Let’s go over the differences between a fuel cell EV and a battery EV.
Like their battery-powered counterparts, fuel cell EVs use electricity to power one or more electric motors.
A battery EV gets its electricity from a giant battery pack. When it runs out, it has to be recharged.
Today, most battery-powered EVs have a range of 250 to 300 miles. And some high-end EVs, like Tesla’s Model S Plaid, boast ranges of nearly 400 miles on a single charge.
But the fuel cell EVs currently for sale can easily outdistance most battery ones. For example, the Honda Clarity Fuel Cell EV has a range of 403 miles.
Fuel cell EVs use a hydrogen fuel cell to generate electricity. This fuel cell combines hydrogen and oxygen to create electricity and water vapor. It’s a highly efficient electrochemical process.
The hydrogen is stored in one or more fuel tanks. These can easily be refilled in five minutes or less. Fuel cell EVs have a much smaller battery than battery-powered EVs.
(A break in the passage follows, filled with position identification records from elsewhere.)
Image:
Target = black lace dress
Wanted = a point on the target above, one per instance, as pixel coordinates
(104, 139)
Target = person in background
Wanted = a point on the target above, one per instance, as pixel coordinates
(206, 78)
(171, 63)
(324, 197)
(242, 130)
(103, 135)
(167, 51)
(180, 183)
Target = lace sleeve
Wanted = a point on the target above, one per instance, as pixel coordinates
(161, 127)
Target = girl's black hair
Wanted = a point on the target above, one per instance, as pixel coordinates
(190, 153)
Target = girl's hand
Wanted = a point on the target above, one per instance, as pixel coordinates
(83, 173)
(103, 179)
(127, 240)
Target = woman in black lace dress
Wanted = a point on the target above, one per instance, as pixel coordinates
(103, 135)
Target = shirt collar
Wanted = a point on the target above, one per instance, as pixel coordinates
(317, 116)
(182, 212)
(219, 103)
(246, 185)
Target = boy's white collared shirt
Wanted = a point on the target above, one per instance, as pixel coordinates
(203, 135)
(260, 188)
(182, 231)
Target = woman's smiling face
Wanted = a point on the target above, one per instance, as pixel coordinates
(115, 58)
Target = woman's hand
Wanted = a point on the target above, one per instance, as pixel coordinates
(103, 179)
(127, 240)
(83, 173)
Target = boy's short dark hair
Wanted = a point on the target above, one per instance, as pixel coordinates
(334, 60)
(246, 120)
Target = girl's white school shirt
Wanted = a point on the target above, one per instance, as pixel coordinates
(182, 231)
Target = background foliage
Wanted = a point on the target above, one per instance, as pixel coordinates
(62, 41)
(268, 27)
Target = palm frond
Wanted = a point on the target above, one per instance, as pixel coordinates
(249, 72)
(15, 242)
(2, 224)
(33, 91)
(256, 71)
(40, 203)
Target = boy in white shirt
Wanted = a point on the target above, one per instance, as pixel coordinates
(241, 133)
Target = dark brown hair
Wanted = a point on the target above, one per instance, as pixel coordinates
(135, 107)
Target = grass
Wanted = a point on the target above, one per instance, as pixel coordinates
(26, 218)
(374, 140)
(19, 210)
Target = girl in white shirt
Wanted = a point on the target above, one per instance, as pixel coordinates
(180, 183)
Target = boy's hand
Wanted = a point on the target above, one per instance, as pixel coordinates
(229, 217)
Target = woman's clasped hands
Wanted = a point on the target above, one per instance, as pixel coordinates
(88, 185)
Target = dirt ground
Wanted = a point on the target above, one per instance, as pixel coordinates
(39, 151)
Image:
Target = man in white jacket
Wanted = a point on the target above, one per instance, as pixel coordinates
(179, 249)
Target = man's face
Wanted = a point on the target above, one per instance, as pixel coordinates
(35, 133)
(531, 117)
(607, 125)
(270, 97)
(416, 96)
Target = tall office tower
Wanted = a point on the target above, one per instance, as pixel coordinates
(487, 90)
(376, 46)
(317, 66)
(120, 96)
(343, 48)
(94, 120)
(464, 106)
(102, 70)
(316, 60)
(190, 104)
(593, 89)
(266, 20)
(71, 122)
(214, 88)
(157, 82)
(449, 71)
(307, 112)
So overall, the car weighs less, which improves range.
Fuel cell EVs are facing the same adoption obstacles that battery EVs faced 10 years ago, like lack of consumer awareness and refueling infrastructure.
When battery EVs first came out, few people knew about them. And there was very little charging infrastructure.
Tesla decided to fix the infrastructure problem as it was building its cars. It built out its own proprietary charging network wherever it sold its models.
And now other EV manufacturers are building industrywide compatible charging stations by the tens of thousands. The U.S. alone has more than 40,500 charging stations with more than 97,500 public charging outlets as of February 2021.
But today, there are just 300 hydrogen fuel cell vehicles in the U.S and only 48 retail hydrogen refueling stations in the country, most of which are in California.
Right Around the Corner
Hydrogen’s other big problem is its price. It costs about $14 per kilogram today.
That’s roughly equal to $5.60 per gallon of gasoline. As hydrogen production ramps up, its cost is expected to drop to $5 per kilogram or less. That would give it a gasoline-gallon equivalent of $2.
Fuel cell EVs have higher driving ranges and lower driving costs than today’s gasoline-powered cars. So they will likely become more popular as hydrogen refueling infrastructure grows.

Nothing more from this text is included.